A week after the announcement, the first lady was hospitalized for kidney surgery, stayed five nights, then spent several weeks out of the spotlight recuperating before resuming a public schedule. She has since made two trips to the U.S.-Mexico border to meet with adults and children affected by the president’s policy of separating migrant families who cross into the U.S. illegally.

The first lady did promote “Be Best,” which focuses on children’s well-being, social media use and opioid abuse, when she accompanied the president to London this month. She has also discussed it during surprise visits in the Washington area, including an unannounced visit to Microsoft’s Innovation and Policy Center in Washington last week.

Mrs. Trump visited with a group of students who help the computer software maker with its work on youth-centred online safety. Being good citizens online is one focus of the first lady’s campaign, though her husband is routinely criticized for using Twitter against his foes.

“To see students taking action and being positive leaders in the digital world for youth is exactly what ‘Be Best’ is focused on,” the first lady said after visiting Microsoft.

The issue taking her to Tennessee is neonatal abstinence syndrome, which occurs when a baby withdraws from drugs — usually an opioid painkiller — that he or she was exposed to in the womb. Withdrawal causes such symptoms as irritability, muscle tremors, difficulty feeding and sleeping, and breathing problems, according to testimony that Dr. Stephen Patrick, a pediatrician and neonatologist at the children’s hospital that the first lady is scheduled to visit, gave earlier this year to a Tennessee state legislative committee.
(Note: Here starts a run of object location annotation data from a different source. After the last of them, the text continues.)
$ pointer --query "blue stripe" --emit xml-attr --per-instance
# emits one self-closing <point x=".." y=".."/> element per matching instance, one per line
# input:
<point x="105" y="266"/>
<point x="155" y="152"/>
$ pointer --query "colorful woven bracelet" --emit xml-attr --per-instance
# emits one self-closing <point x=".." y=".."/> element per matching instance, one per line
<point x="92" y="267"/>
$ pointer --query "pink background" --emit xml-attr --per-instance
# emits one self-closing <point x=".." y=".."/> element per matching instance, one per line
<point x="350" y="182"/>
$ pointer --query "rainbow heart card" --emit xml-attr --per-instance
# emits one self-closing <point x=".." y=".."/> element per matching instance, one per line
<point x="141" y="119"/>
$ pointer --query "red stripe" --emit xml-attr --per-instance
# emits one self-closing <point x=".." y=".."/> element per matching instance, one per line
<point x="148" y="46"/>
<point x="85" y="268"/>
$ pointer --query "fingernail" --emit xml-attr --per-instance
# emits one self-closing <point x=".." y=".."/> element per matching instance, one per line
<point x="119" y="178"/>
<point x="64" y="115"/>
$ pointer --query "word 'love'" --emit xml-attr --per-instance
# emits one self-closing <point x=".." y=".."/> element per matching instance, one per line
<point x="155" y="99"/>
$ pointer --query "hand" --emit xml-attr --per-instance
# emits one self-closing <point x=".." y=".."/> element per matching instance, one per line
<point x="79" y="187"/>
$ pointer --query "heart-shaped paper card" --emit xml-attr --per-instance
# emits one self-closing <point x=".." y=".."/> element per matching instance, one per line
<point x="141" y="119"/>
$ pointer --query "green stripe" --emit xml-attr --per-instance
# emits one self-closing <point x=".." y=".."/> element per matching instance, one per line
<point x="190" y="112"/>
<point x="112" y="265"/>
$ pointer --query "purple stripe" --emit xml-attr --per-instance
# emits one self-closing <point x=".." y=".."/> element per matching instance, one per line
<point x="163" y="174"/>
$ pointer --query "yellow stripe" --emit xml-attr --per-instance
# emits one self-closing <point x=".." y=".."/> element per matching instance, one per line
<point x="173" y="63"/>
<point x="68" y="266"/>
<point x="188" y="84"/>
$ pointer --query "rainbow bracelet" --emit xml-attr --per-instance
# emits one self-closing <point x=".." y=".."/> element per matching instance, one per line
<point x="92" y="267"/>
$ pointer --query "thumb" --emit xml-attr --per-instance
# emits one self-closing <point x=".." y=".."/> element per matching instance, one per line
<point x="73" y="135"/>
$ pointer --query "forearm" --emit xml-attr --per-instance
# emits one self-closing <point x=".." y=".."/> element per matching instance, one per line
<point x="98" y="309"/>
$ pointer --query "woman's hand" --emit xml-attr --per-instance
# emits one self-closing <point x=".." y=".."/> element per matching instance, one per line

Opioids are fueling the deadliest drug overdose epidemic in U.S. history. About 70,000 Americans died of a drug overdose last year, according to preliminary numbers released this month by the federal Centers for Disease Control and Prevention. That’s a 10 per cent increase from the previous year.

The practice of first ladies using their positions of prominence
to promote issues and causes they care about can be traced to Martha
Washington, America’s original first lady. She was an advocate for
Revolutionary War veterans, said Anita McBride,
executive-in-residence at American University’s Center for
Congressional and Presidential Studies.

“Every first lady has done something,” said McBride, who was chief of staff to Laura Bush when she was first lady.

One of Mrs. Trump’s trip to the border was overshadowed by a hooded jacket she wore that had the words, “I really don’t care, do u?” scrawled on the back. The garment choice for her Texas trip ricocheted across the internet, spawning memes about what message the former model may have been trying to send.

Her spokeswoman said it was just a jacket with no hidden message. But the president undercut that by later tweeting that his wife was really saying she doesn’t care about the “fake news” media.